Bitcoin continues to meander within a tight range and there is simply nothing to do here but wait for a setup or the market to swing higher or lower.
The Stock market is starting to show signs of weakness and we are going to look to step into a short position with the Q’s today.
Forex has been a mess as of late, but there is a couple setups we like here, specifically the Pound (GBPUSD). We are looking to go long later today so look for a signal.
Bitcoin is still jerking around in the low to mid 10k range. Patience is required to let the market reveal its hand, not guess what the market may or may not do.
During these periods, where the market is providing mixed signals, it is important to just step aside and let the market work it out. Attempting to guess the next move is impulsive and sets a trader and or investor up for capital erosion.
We are already positioned, and there is nothing to do but wait for the market to play out. As far as swing trades go, there is nothing on the chart that would have us take a long, and this is a risky area to short, if we shorted this market which we do not.
I am watching the 10k level to hold here, and a couple more days of consolidation above it. The market is not falling apart here, so we remain in our long position.
The alt market is pausing, but the initial structure is what we want to see for a potential swing higher. Keep in mind there is still some room for the market to fake to the downside, forming a double bottom or higher low, so we just have to see how the next couple days play out.
Though we are seeing some bearish signals, the position is not conducive to a short. It is conducive to a fake-out, and this is what we are looking for. With a slightly better structure in play, we may see buyers step back in on any dip.
Again, we just need to be patient and let the market play out. Nothing to do, and we are not adding here because there is still some risk to the downside. Until the we have a clearly better structure we are not interested in alts here.
The S&P is finally starting to show signs of a reversal here. This is what we have been patiently waiting for and we are looking to start a short position with the Q’s today if the conditions are right.
Again we have been patiently waiting for the right time to short the market, not just any time. The 2900 level is initial support, but we are looking for a broader correction into the low 2800-2750 area.
Many of the overweighted stocks in the S&P like Apple, Amazon, Google, Facebook and MSFT are not trading near their highs, with the exception of MSFT. With lower highs in place, any bad news is going to quickly weed out weak hands that bought this rally.
We are looking to take advantage of this scenario, and with the FED on deck next week, most if not all of the good news is already priced in, implying the stadium is full and the exits will fill up quickly.
We will be looking to sell a slightly ITM Call on the Q’s or short the instrument outright with a starter position today. Looking for an initial pullback into the low 180’s but in the broader term (a month or so) a pullback into the 170’s and potentially the 160’s where we will look to go long.

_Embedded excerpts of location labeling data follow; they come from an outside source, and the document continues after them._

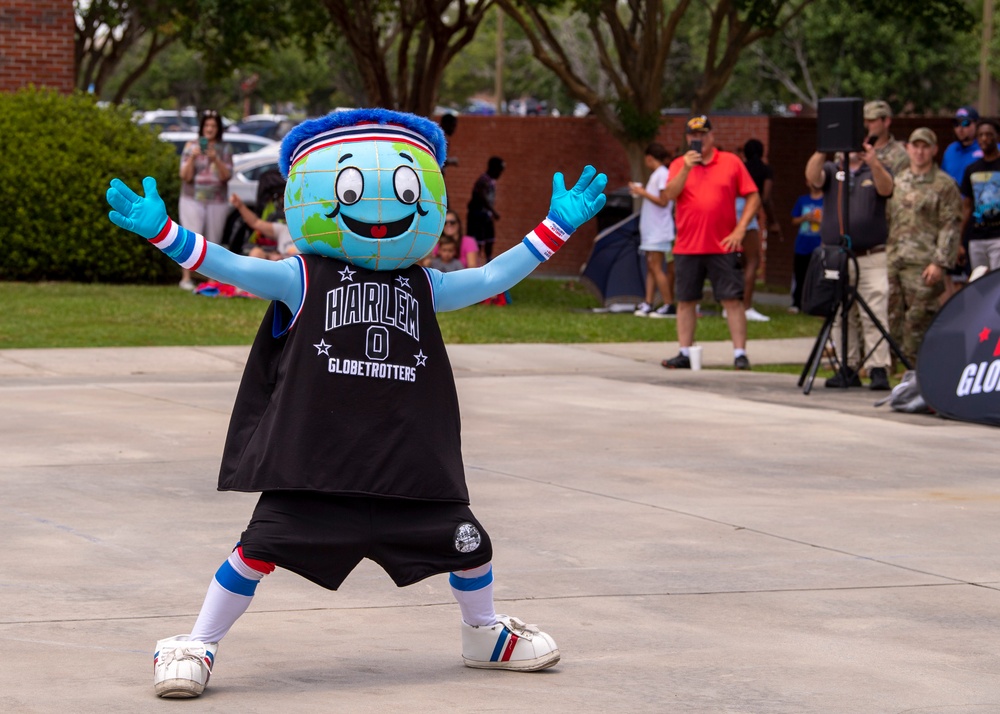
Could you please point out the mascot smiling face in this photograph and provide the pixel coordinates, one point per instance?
(365, 186)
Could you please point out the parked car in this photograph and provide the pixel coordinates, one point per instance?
(273, 126)
(247, 169)
(169, 120)
(240, 143)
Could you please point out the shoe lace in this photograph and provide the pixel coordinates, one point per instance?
(178, 654)
(520, 628)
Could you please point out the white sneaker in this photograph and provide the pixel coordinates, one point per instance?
(182, 666)
(664, 311)
(754, 316)
(509, 644)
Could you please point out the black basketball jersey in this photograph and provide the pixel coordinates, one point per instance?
(356, 397)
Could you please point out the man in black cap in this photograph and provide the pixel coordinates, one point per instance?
(957, 157)
(964, 150)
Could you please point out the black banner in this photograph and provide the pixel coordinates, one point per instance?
(959, 361)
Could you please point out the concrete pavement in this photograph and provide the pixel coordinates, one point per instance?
(695, 542)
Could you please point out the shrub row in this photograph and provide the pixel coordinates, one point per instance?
(60, 153)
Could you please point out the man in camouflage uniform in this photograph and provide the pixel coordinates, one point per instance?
(925, 215)
(892, 153)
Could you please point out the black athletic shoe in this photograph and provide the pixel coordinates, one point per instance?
(845, 377)
(679, 362)
(880, 380)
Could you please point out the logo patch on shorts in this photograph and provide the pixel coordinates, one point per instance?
(467, 538)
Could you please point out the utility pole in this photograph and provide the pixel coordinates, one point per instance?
(498, 82)
(985, 83)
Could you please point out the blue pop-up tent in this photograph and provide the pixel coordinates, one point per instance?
(616, 270)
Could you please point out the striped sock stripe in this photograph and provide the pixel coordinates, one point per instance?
(232, 581)
(470, 584)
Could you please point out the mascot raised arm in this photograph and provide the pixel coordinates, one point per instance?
(347, 418)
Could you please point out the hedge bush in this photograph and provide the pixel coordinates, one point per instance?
(60, 153)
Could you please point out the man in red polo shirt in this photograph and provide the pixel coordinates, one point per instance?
(705, 186)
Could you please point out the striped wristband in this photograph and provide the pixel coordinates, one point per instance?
(547, 238)
(183, 246)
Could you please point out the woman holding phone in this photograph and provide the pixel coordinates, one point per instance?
(206, 166)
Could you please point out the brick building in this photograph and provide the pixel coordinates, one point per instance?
(535, 147)
(36, 44)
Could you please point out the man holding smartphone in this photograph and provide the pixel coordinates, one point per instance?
(869, 185)
(705, 183)
(892, 153)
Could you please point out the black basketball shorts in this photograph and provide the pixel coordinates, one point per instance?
(322, 537)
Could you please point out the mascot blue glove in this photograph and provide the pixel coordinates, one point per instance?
(143, 215)
(147, 216)
(568, 210)
(579, 204)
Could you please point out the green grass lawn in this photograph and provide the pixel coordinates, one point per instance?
(543, 310)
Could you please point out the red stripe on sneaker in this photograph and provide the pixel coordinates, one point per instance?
(509, 650)
(548, 237)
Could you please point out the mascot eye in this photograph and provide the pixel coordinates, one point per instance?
(350, 184)
(406, 184)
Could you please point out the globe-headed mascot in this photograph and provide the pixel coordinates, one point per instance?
(347, 418)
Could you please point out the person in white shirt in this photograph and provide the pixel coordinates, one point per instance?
(656, 234)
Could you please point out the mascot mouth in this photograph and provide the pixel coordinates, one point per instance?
(378, 231)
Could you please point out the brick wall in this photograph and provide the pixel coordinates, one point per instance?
(535, 147)
(792, 141)
(36, 44)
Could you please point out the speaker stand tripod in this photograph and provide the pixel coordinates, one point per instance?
(849, 297)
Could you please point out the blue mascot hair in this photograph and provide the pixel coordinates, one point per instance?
(308, 129)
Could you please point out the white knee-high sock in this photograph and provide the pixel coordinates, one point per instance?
(474, 591)
(229, 595)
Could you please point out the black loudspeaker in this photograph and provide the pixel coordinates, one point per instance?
(840, 126)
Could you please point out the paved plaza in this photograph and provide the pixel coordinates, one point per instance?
(707, 541)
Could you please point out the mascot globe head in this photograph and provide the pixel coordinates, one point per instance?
(365, 186)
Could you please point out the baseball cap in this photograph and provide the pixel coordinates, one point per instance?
(877, 109)
(925, 135)
(697, 124)
(966, 116)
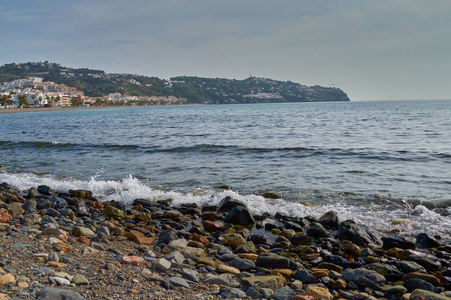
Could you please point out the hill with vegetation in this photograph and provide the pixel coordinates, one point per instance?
(97, 83)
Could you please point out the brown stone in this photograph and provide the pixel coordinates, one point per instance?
(199, 238)
(139, 238)
(56, 264)
(228, 269)
(84, 240)
(251, 256)
(213, 226)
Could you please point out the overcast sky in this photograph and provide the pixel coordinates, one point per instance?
(373, 50)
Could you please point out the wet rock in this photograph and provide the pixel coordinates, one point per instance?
(239, 215)
(284, 293)
(305, 277)
(417, 283)
(272, 282)
(329, 220)
(190, 275)
(178, 281)
(364, 278)
(242, 264)
(426, 277)
(272, 260)
(49, 293)
(426, 241)
(427, 295)
(113, 212)
(317, 230)
(388, 271)
(232, 293)
(318, 293)
(397, 241)
(358, 234)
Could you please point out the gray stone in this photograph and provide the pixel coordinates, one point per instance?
(162, 264)
(272, 260)
(242, 264)
(396, 241)
(190, 275)
(305, 277)
(223, 279)
(239, 215)
(79, 279)
(364, 278)
(357, 234)
(178, 281)
(284, 293)
(232, 293)
(50, 293)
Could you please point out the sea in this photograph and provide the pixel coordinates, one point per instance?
(383, 164)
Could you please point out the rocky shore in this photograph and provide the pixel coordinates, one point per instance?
(71, 246)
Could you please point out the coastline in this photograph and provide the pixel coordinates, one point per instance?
(73, 245)
(42, 109)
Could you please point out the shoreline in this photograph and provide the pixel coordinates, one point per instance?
(71, 244)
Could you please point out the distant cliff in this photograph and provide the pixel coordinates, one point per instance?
(97, 83)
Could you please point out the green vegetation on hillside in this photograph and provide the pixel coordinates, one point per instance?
(97, 83)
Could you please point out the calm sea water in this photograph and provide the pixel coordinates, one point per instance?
(374, 162)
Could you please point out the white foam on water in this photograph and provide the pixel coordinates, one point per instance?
(411, 221)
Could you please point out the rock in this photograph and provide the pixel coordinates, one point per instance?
(234, 240)
(364, 278)
(242, 264)
(58, 233)
(228, 269)
(426, 241)
(166, 236)
(139, 238)
(213, 226)
(178, 281)
(305, 277)
(388, 271)
(162, 264)
(272, 260)
(79, 279)
(247, 247)
(228, 203)
(272, 282)
(357, 234)
(193, 253)
(318, 293)
(190, 275)
(410, 266)
(50, 293)
(232, 293)
(301, 239)
(329, 220)
(396, 289)
(417, 283)
(317, 230)
(113, 212)
(134, 261)
(45, 190)
(426, 277)
(5, 217)
(82, 231)
(427, 295)
(223, 279)
(284, 293)
(7, 278)
(398, 242)
(239, 215)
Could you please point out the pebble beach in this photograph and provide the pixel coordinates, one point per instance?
(70, 245)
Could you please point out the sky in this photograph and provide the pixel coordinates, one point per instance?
(373, 50)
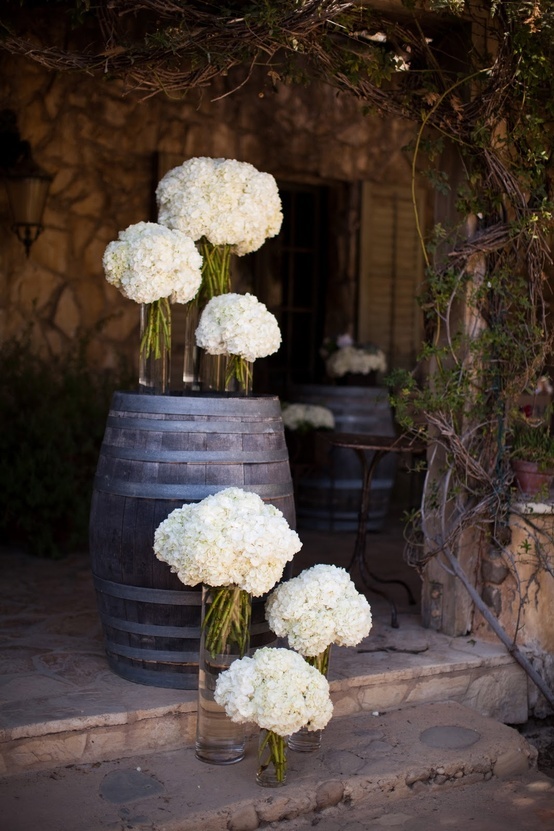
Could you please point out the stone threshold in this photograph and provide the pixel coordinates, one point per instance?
(415, 750)
(393, 668)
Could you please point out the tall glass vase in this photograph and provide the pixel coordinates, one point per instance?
(213, 372)
(225, 637)
(272, 759)
(308, 741)
(155, 347)
(225, 373)
(239, 375)
(191, 357)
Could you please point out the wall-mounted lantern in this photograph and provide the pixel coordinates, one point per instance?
(27, 184)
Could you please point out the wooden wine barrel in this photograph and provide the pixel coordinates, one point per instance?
(328, 496)
(158, 453)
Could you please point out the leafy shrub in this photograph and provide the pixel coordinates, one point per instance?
(53, 413)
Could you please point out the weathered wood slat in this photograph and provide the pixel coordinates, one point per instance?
(158, 453)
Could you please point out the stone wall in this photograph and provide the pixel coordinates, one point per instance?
(518, 587)
(104, 147)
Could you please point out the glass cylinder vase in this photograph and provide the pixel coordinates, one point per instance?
(272, 760)
(191, 356)
(240, 374)
(225, 637)
(225, 373)
(155, 347)
(308, 741)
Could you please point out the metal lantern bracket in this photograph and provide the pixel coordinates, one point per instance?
(27, 184)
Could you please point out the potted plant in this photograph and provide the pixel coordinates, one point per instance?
(532, 450)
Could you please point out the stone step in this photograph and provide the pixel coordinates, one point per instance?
(365, 760)
(105, 717)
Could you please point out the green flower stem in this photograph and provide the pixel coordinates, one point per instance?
(158, 325)
(216, 269)
(277, 754)
(321, 661)
(227, 620)
(241, 369)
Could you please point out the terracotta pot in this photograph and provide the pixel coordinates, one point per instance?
(530, 479)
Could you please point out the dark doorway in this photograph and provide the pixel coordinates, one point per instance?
(290, 275)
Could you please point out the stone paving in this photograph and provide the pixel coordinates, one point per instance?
(84, 750)
(61, 704)
(373, 771)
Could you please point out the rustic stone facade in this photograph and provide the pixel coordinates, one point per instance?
(104, 148)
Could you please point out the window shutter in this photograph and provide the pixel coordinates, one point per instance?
(391, 272)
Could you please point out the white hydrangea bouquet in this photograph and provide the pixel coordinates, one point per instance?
(226, 205)
(318, 608)
(239, 326)
(233, 542)
(154, 265)
(344, 357)
(305, 417)
(277, 690)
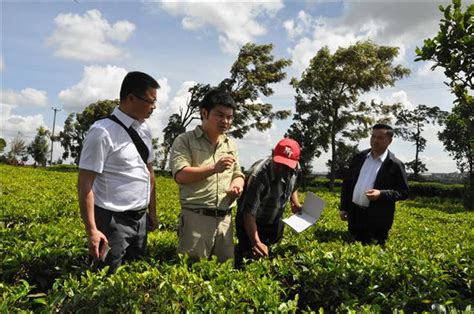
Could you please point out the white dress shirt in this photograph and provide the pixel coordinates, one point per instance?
(123, 180)
(366, 178)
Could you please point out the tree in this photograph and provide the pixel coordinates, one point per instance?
(174, 128)
(328, 90)
(411, 124)
(3, 143)
(177, 123)
(452, 50)
(344, 154)
(301, 131)
(17, 153)
(250, 77)
(251, 74)
(77, 124)
(38, 148)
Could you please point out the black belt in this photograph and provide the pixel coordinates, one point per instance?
(212, 212)
(361, 207)
(133, 214)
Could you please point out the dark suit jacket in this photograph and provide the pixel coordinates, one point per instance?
(392, 182)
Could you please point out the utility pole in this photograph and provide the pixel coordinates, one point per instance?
(52, 135)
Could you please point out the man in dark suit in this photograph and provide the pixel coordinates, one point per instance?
(374, 182)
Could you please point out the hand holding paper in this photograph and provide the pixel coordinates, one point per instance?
(311, 211)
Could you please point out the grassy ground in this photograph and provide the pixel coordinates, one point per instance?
(425, 266)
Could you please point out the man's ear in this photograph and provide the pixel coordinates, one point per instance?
(204, 113)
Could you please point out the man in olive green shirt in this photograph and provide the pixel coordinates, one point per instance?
(204, 163)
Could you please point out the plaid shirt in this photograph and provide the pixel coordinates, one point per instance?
(265, 195)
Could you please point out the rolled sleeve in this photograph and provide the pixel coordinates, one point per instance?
(95, 148)
(252, 199)
(180, 155)
(237, 171)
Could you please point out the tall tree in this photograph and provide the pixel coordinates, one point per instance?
(17, 151)
(77, 124)
(178, 122)
(3, 144)
(328, 91)
(250, 76)
(410, 125)
(452, 49)
(301, 131)
(344, 154)
(38, 148)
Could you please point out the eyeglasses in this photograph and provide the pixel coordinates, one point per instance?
(150, 102)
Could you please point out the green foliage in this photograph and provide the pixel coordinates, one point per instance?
(452, 50)
(77, 124)
(250, 76)
(3, 143)
(344, 154)
(327, 96)
(425, 266)
(434, 189)
(410, 125)
(38, 148)
(18, 150)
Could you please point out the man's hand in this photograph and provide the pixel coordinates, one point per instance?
(234, 191)
(223, 164)
(152, 222)
(344, 215)
(259, 250)
(372, 194)
(94, 239)
(296, 208)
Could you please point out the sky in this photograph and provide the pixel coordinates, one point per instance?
(69, 54)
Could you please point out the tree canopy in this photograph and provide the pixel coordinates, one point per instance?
(327, 95)
(452, 49)
(410, 125)
(38, 148)
(77, 124)
(250, 78)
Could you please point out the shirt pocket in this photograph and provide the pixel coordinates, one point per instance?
(200, 156)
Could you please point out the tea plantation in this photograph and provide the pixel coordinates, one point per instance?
(425, 266)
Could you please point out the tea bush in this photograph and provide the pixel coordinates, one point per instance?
(426, 264)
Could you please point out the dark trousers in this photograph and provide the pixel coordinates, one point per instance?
(126, 233)
(363, 228)
(268, 233)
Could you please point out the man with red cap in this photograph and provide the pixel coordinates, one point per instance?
(270, 184)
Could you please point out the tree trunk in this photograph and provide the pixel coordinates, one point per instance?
(332, 174)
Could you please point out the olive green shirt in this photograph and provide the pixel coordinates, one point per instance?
(194, 149)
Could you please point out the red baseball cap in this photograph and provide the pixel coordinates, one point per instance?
(287, 152)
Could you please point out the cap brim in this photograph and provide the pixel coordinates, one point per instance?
(285, 161)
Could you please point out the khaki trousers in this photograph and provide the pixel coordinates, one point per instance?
(202, 236)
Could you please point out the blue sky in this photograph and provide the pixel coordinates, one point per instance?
(68, 54)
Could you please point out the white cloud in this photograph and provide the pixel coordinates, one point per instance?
(425, 71)
(26, 97)
(236, 22)
(97, 83)
(162, 94)
(89, 37)
(12, 123)
(296, 28)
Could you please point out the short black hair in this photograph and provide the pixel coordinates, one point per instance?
(137, 83)
(216, 97)
(382, 126)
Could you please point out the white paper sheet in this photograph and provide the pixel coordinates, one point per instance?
(312, 208)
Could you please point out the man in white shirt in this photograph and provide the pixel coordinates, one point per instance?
(116, 178)
(375, 181)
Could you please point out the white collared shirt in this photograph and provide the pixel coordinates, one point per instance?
(366, 178)
(123, 180)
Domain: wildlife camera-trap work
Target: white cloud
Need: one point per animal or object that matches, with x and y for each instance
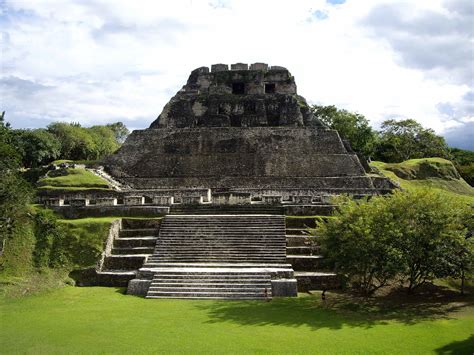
(106, 60)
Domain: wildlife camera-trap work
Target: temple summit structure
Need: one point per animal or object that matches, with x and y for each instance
(241, 136)
(231, 156)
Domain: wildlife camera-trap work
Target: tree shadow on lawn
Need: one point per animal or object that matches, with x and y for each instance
(458, 347)
(341, 309)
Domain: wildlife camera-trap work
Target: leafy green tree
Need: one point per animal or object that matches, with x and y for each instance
(120, 131)
(37, 147)
(464, 162)
(50, 250)
(104, 140)
(15, 193)
(359, 241)
(431, 230)
(414, 236)
(353, 127)
(407, 139)
(80, 143)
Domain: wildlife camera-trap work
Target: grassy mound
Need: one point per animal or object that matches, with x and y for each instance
(434, 173)
(72, 179)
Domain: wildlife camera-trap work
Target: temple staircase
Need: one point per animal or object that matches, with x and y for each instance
(216, 257)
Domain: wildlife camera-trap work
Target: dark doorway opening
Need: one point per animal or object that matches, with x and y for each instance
(273, 120)
(269, 88)
(235, 121)
(238, 88)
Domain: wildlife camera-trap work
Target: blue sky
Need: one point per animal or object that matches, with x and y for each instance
(95, 62)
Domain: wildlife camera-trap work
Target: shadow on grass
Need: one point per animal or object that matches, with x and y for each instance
(341, 309)
(458, 347)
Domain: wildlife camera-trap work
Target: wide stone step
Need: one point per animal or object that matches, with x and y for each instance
(116, 278)
(210, 275)
(135, 242)
(316, 280)
(242, 250)
(124, 233)
(208, 297)
(140, 223)
(208, 287)
(304, 262)
(299, 250)
(220, 268)
(124, 262)
(224, 231)
(299, 240)
(227, 258)
(238, 294)
(134, 250)
(297, 231)
(209, 281)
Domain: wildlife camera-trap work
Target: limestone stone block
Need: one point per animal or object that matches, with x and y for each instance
(106, 201)
(239, 199)
(191, 200)
(271, 200)
(79, 202)
(302, 199)
(219, 67)
(276, 67)
(239, 66)
(163, 200)
(54, 202)
(138, 287)
(259, 66)
(284, 288)
(133, 200)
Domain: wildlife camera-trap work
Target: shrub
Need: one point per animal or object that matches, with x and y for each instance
(412, 236)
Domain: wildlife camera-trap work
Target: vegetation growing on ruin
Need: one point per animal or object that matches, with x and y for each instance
(72, 179)
(96, 319)
(434, 173)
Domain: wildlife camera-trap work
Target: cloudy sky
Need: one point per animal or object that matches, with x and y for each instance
(96, 61)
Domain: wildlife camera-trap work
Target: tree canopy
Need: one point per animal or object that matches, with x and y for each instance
(407, 139)
(411, 236)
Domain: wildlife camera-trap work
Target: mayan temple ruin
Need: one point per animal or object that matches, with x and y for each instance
(231, 154)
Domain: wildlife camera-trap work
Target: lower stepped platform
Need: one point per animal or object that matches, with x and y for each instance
(209, 209)
(302, 253)
(206, 284)
(130, 247)
(217, 257)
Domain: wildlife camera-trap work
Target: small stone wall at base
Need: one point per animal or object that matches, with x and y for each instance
(284, 288)
(138, 287)
(112, 211)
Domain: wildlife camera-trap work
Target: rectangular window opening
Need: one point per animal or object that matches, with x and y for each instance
(238, 88)
(269, 88)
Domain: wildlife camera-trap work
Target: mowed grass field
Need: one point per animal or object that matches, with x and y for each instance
(94, 320)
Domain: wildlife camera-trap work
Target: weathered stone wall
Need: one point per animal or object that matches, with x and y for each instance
(238, 97)
(236, 157)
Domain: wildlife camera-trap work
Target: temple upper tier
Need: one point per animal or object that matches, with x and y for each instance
(259, 96)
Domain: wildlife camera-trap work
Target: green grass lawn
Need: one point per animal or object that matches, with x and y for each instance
(76, 179)
(103, 320)
(434, 173)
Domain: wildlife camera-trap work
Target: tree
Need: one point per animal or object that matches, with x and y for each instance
(120, 131)
(37, 147)
(15, 192)
(414, 236)
(104, 140)
(359, 241)
(81, 143)
(353, 127)
(464, 162)
(407, 139)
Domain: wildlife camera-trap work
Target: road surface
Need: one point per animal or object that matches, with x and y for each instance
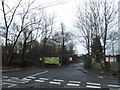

With earnings out of the way, a Fed rate cut already priced in, and the market rallying on talks of a trade deal, the good news is already priced in. This makes the pain trade to the longs. We want to position opposite of the pain trade.
Look for an email this afternoon, if and when we decide to enter a position. Our Sell Limit 192.25 order last Friday was never filled, and any move into the 192’s today would be an area to short.
However we want to see how the market opens, and furthermore how it reacts around lunch time.
The Pound is setting up for a continuation higher off a double bottom followed up with a higher high. We have been patient with Forex as it has been an extremely volatile market, full of noise, but we are starting to see a few trade setups we like.
Look for a signal closer to the end of day for a long Pound trade.
There are numerous stocks on our watch list, but as we mentioned on the show yesterday, if the market pulls back, they are likely to pullback as well. We will be looking to buy good stocks that are pulled under by the ETF’s which dominate the space now.
This is where being a stock picker comes into play and stocks on our watch list like CAT, CVS, QCOM and BMY for dividend investors, as well as ROKU, SPOT, NVDA, CRM and MRVL for growth investors. We have a list we are looking at, and will start updating with some fundamentals later this week.